The Biden administration faces a host of high-stakes decisions on prescription drug costs over the next several months, accompanied by pressure from congressional Democrats eager for a sequel to pricing components in the Inflation Reduction Act (IRA).

The big picture: Democrats just delivered on their decades-long promise to allow Medicare to negotiate drug prices. But that legislative victory kicked off a series of difficult decisions the administration will have to make as it decides how much further to go addressing costs.

State of play: Democratic members of Congress have been explicit about what they want to see next, including the first-time use of government authorities to take over patents on expensive drugs in order to lower prices.

  • Republicans, for their part, have made it clear that they plan to closely monitor the administration's implementation of the IRA's drug pricing provisions — and it's widely expected that someone will eventually take the administration to court over the law.
  • Outside groups are agitating for the administration to take a more aggressive approach in making COVID tests and treatments available globally, by expanding a waiver to the World Trade Organization's intellectual property protections.
  • And a new Alzheimer's drug could be approved within weeks, forcing Medicare to make difficult coverage decisions that could balloon the agency's drug spending.

Driving the news: Some big decisions have been pending for awhile.

  • NIH has been reviewing a petition to use "march-in rights" to lower the price of Xtandi, an expensive prostate cancer drug, for more than a year already.
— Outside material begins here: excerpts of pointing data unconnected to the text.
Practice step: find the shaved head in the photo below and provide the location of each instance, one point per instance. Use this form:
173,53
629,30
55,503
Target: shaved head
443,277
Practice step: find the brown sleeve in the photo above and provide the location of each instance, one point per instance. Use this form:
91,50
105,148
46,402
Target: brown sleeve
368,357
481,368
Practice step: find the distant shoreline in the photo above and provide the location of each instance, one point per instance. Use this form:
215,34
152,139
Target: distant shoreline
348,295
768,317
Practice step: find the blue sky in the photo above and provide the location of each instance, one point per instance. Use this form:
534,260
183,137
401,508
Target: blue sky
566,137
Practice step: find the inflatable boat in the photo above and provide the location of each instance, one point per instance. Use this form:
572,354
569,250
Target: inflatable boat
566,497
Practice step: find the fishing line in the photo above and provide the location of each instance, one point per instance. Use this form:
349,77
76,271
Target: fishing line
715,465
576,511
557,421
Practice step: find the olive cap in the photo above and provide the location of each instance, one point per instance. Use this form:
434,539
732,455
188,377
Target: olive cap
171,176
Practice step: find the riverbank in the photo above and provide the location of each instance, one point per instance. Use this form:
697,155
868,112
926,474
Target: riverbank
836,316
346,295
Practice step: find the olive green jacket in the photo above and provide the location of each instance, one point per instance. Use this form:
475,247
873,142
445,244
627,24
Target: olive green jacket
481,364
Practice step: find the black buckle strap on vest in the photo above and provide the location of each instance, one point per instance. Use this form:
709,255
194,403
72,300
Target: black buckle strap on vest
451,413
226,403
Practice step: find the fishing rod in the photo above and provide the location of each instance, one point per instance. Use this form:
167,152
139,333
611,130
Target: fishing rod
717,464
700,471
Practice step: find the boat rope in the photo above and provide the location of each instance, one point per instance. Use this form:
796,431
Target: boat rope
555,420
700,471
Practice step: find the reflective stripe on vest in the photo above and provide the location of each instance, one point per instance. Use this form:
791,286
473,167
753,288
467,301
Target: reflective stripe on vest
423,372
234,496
On Dec. 1, the agency wrote in a letter to cancer patients who made the request that it's "currently coordinating with HHS to review and assess the information" in the petition, as STAT reported last week.
  • The U.S Trade Representative earlier this month announced a delay of a decision on whether to support an expansion of the waiver for another six months.

The other side: The pharmaceutical industry and its allies have said that undermining patents — either through march-in rights, the WTO waiver or patent reform — will endanger innovation.

  • "Expanding the TRIPS waiver to include COVID-19 treatments — as some WTO members wish to do — would jeopardize American innovation and our ability to prepare for future pandemics," PhRMA has argued.
  • It has said that the use of march-in rights "could have a grave impact on the pipeline of new treatments and cures."

What they're saying: "The president has been clear that he thinks Americans pay too much for prescription drugs. ... This area remains a priority for us and one we're going to continue to look at," Christen Linke Young, deputy assistant to the president for health and veterans affairs on the Domestic Policy Council, said at an Axios event last week.

The bottom line: The administration is ultimately trying to strike a balance between lowering drug prices and encouraging medical innovation. No matter what it does, it's going to be accused of failing at one or the other.

  • It could even be accused of failing at both, if it manages to anger both Democrats and Republicans.